In fact, the relationship between Ruddy and Templeton Sr. goes back even further. A March 2001 profile of Templeton by Ruddy is very fawning, calling him "an extremely unpretentious and robust man" and proudly noting that Templeton's philanthropic foundation has John Templeton Foundation in Radnor, Pa. "assets [of] $235 million." Ruddy added: "In 1995, Templeton's son, Dr. John M. Templeton Jr., left his successful surgical practice to serve full time as president of the foundation."

So, there's some linkage here, through Templeton, between Freedom's Watch and NewsMax that NewsMax should have disclosed in some form (though it didn't disclose its funding from Richard Mellon Scaife to its readers until we started calling them on it).
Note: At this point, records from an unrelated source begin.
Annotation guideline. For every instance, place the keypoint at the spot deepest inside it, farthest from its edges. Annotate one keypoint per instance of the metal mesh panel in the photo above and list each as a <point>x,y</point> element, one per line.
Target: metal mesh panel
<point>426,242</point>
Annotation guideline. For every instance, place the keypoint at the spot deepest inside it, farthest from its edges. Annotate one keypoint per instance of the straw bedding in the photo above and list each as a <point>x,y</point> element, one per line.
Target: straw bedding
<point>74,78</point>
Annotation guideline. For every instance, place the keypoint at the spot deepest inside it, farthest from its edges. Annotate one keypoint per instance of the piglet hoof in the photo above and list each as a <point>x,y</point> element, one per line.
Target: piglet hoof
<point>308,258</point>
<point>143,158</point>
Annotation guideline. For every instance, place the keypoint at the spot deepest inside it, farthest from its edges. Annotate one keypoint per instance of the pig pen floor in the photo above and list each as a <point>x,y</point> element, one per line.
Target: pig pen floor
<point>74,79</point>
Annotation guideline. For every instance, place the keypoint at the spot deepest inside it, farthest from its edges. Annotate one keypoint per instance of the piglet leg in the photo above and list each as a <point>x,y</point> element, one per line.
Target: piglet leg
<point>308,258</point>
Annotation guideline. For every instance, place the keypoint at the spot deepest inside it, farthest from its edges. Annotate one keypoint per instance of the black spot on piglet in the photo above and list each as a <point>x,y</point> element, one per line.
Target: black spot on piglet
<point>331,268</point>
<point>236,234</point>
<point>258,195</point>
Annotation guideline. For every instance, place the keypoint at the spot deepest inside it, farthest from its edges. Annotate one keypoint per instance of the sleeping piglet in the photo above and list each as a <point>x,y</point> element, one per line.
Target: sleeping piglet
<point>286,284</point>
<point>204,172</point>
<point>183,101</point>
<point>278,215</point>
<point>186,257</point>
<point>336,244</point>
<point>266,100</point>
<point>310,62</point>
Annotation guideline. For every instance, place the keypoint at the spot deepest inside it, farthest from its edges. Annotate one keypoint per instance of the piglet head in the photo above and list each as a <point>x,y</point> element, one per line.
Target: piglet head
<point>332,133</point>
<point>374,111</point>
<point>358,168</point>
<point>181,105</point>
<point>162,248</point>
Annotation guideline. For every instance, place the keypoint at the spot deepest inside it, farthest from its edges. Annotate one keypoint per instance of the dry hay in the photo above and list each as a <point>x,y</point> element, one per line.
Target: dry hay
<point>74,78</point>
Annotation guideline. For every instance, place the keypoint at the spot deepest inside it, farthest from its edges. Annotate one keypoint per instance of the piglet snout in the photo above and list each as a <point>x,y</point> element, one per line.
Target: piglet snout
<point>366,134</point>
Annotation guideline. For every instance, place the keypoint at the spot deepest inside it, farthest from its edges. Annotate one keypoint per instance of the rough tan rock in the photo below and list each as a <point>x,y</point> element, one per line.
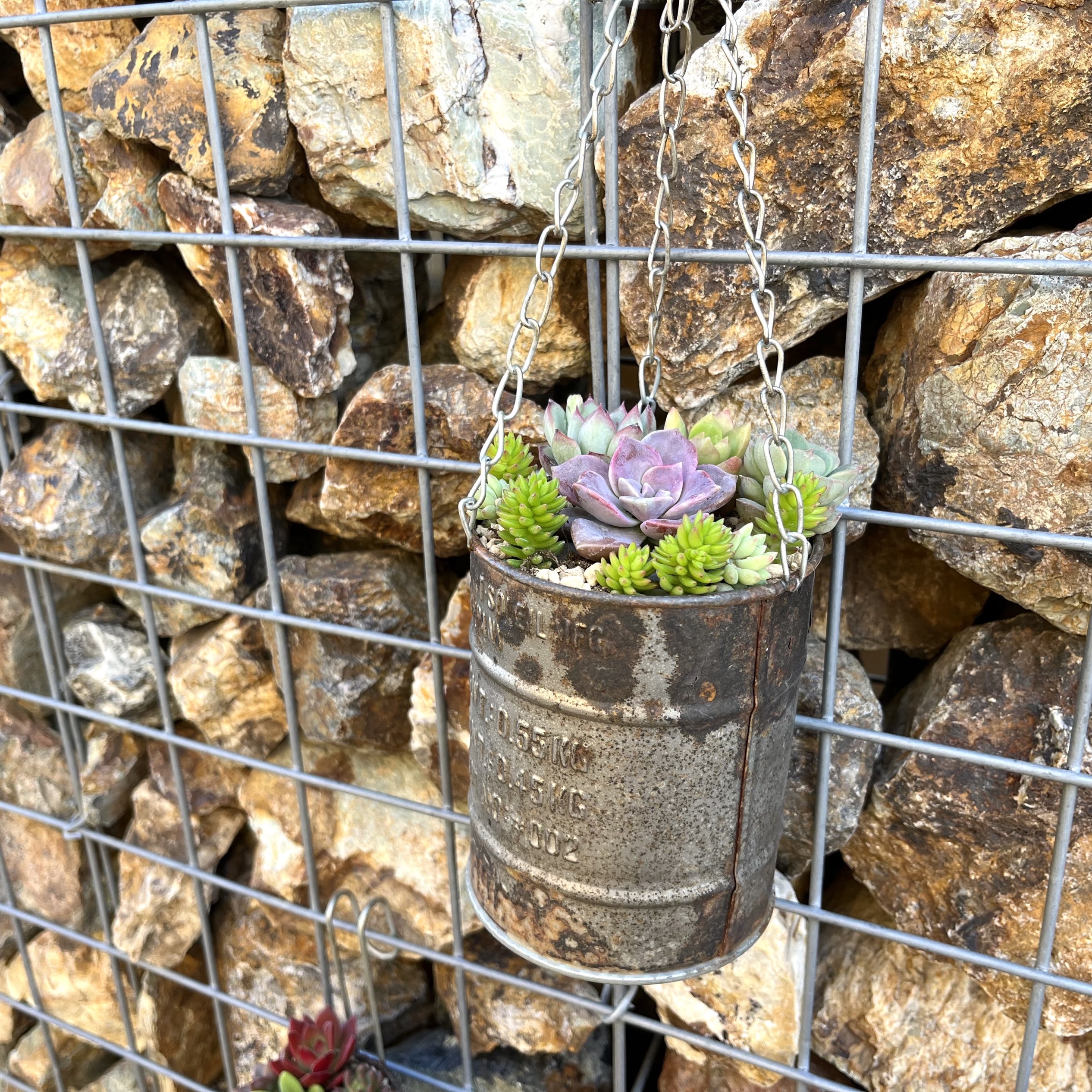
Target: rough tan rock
<point>115,183</point>
<point>60,498</point>
<point>483,297</point>
<point>973,844</point>
<point>387,498</point>
<point>507,1016</point>
<point>222,678</point>
<point>153,92</point>
<point>944,179</point>
<point>455,631</point>
<point>370,848</point>
<point>815,405</point>
<point>897,596</point>
<point>207,543</point>
<point>80,50</point>
<point>979,388</point>
<point>491,103</point>
<point>892,1019</point>
<point>268,958</point>
<point>295,302</point>
<point>353,692</point>
<point>211,389</point>
<point>157,918</point>
<point>152,321</point>
<point>753,1003</point>
<point>852,760</point>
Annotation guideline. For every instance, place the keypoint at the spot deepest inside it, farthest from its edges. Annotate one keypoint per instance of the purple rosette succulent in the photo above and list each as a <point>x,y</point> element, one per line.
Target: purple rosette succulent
<point>649,484</point>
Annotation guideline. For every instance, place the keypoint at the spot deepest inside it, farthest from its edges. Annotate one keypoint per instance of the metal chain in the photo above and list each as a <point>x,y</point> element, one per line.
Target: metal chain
<point>763,301</point>
<point>602,83</point>
<point>674,18</point>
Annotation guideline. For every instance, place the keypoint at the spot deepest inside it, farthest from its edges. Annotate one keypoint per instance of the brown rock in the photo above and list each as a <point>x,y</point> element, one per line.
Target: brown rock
<point>483,297</point>
<point>851,766</point>
<point>115,183</point>
<point>60,498</point>
<point>897,596</point>
<point>222,678</point>
<point>386,498</point>
<point>944,181</point>
<point>157,918</point>
<point>80,50</point>
<point>211,389</point>
<point>892,1019</point>
<point>153,92</point>
<point>295,302</point>
<point>753,1003</point>
<point>370,848</point>
<point>815,408</point>
<point>508,1016</point>
<point>973,844</point>
<point>353,692</point>
<point>207,543</point>
<point>979,389</point>
<point>268,958</point>
<point>455,631</point>
<point>152,321</point>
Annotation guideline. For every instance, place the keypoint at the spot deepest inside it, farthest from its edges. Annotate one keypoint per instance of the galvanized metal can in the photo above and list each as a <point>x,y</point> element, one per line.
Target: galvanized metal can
<point>628,765</point>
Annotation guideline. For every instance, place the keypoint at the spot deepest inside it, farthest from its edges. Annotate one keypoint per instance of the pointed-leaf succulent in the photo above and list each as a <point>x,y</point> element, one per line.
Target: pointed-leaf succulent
<point>529,515</point>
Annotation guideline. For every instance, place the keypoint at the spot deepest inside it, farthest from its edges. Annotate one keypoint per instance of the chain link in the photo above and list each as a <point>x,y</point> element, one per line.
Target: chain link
<point>529,328</point>
<point>752,209</point>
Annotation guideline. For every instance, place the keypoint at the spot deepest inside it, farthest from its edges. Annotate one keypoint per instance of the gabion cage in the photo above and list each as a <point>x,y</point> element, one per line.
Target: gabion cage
<point>616,1009</point>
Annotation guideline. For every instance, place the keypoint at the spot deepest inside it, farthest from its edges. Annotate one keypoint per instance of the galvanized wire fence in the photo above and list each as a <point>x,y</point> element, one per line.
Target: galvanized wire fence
<point>100,847</point>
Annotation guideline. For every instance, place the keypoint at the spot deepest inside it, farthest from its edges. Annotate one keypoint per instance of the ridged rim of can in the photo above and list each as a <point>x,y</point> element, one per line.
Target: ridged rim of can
<point>611,978</point>
<point>736,598</point>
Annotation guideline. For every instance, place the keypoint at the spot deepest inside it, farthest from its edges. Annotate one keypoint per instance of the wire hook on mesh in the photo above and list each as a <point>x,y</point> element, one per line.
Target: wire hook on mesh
<point>368,951</point>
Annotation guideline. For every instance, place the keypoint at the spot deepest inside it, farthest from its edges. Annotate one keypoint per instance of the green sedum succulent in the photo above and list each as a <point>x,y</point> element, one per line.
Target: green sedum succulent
<point>627,570</point>
<point>693,561</point>
<point>529,515</point>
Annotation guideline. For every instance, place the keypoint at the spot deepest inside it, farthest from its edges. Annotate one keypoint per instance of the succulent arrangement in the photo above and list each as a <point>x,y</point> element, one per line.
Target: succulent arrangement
<point>610,483</point>
<point>320,1057</point>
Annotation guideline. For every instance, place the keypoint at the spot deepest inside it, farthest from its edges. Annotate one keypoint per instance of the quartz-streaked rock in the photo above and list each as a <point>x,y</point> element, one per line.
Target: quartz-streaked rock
<point>491,105</point>
<point>80,50</point>
<point>268,958</point>
<point>753,1003</point>
<point>370,848</point>
<point>207,543</point>
<point>115,183</point>
<point>222,678</point>
<point>814,389</point>
<point>157,918</point>
<point>110,666</point>
<point>944,179</point>
<point>211,389</point>
<point>152,321</point>
<point>295,302</point>
<point>507,1016</point>
<point>436,1052</point>
<point>973,844</point>
<point>60,498</point>
<point>980,389</point>
<point>483,297</point>
<point>851,760</point>
<point>386,498</point>
<point>153,92</point>
<point>353,692</point>
<point>892,1019</point>
<point>455,631</point>
<point>897,596</point>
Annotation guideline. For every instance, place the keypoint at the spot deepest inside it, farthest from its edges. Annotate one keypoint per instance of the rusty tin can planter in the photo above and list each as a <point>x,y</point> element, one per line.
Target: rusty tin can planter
<point>629,757</point>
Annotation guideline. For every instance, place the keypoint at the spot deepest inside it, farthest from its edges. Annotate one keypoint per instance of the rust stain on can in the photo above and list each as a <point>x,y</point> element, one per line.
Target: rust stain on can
<point>628,766</point>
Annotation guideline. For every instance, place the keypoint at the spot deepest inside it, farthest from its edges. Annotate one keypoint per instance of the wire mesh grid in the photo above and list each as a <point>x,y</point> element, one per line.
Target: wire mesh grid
<point>100,846</point>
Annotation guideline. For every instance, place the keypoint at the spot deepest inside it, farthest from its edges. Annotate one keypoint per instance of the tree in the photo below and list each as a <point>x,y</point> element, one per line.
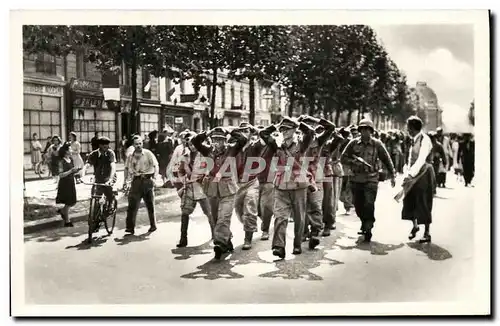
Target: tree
<point>471,113</point>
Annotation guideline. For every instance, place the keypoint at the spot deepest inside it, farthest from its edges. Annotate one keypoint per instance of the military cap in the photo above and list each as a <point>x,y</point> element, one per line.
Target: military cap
<point>288,123</point>
<point>103,140</point>
<point>218,132</point>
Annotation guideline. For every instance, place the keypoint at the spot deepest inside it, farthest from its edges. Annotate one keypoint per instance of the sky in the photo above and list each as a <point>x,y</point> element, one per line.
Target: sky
<point>442,56</point>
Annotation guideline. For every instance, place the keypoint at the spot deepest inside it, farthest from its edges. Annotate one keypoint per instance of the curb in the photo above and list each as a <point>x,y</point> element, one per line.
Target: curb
<point>55,222</point>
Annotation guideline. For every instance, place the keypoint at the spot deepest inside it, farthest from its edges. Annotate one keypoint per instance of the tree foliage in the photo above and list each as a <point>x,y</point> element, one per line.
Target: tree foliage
<point>326,69</point>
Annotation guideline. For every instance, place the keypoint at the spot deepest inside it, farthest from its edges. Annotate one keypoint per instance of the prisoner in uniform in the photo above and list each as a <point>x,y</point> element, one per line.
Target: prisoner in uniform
<point>314,217</point>
<point>219,187</point>
<point>363,154</point>
<point>332,183</point>
<point>290,193</point>
<point>190,169</point>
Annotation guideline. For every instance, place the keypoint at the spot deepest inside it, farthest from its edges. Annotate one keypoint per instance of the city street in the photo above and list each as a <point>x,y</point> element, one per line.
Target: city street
<point>148,268</point>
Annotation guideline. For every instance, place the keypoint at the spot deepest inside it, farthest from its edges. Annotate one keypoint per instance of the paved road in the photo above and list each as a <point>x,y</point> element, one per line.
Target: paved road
<point>149,269</point>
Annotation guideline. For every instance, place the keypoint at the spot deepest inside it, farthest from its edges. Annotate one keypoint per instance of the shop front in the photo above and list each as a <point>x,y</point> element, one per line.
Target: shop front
<point>178,117</point>
<point>89,114</point>
<point>43,112</point>
<point>149,117</point>
<point>233,118</point>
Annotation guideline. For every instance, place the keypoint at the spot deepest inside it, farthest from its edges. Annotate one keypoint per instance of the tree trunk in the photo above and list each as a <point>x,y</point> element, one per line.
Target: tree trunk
<point>134,109</point>
<point>252,101</point>
<point>338,111</point>
<point>292,102</point>
<point>212,100</point>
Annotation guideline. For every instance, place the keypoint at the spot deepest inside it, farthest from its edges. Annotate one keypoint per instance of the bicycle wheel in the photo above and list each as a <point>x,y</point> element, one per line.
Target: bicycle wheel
<point>110,220</point>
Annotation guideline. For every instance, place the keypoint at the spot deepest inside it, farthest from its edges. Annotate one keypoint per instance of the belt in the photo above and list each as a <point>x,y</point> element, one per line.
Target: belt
<point>143,176</point>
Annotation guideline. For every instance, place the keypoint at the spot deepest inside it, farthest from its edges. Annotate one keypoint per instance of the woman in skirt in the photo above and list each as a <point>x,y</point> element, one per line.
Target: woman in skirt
<point>75,150</point>
<point>36,151</point>
<point>66,189</point>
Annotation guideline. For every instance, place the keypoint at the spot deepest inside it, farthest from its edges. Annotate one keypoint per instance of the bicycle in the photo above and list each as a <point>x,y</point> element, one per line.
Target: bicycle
<point>98,211</point>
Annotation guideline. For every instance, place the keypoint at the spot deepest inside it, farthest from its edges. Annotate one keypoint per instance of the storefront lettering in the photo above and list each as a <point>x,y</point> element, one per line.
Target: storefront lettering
<point>85,85</point>
<point>42,89</point>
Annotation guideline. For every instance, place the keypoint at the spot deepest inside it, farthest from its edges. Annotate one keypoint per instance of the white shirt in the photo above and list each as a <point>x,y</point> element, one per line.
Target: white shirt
<point>425,150</point>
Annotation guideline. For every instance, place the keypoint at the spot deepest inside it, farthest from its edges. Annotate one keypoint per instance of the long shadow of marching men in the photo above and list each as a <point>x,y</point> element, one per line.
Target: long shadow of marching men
<point>132,238</point>
<point>188,252</point>
<point>299,268</point>
<point>375,248</point>
<point>84,245</point>
<point>433,251</point>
Kessler, meanwhile, should demonstrate a little less fealty to his conservative buddies and show a little more journalistic initiative.


Posted by Terry K. at 12:47 AM EDT
Sunday, September 16, 2007
Sheppard: Warbloggers Are 'Extreme Right'
Topic: NewsBusters

In a Sept. 16 NewsBusters post, Noel Sheppard praised the Washington Post's Howard Kurtz for calling it "a step forward" that President would meet with conservative pro-war bloggers even though, as Sheppard wrote, "it seemed almost a metaphysical certitude the President would be lambasted for catering to the extreme right."

Is Sheppard really calling warbloggers "extreme right"? By applying Sheppard's own logic -- as demonstrated by a Sept. 15 post in which he declared that Keith Olbermann's questioning of why John Edwards ran an ad immediately after President Bush's address on Iraq, adding, "I don't think I'm saying anything unknown to the audience, I don't think he would have gotten a hard time from this particular network," as an admission that MSNBC is liberally biased -- the answer is yes.

Sheppard also ignored that Kurtz's praise of conservatives isn't as surprising as he depicted: last week, he declared that Fox News is "entitled" to "pose[] as a news organization and puts out dangerous misinformation [and] is a cheerleader for the Bush administration, that it is misinforming our society."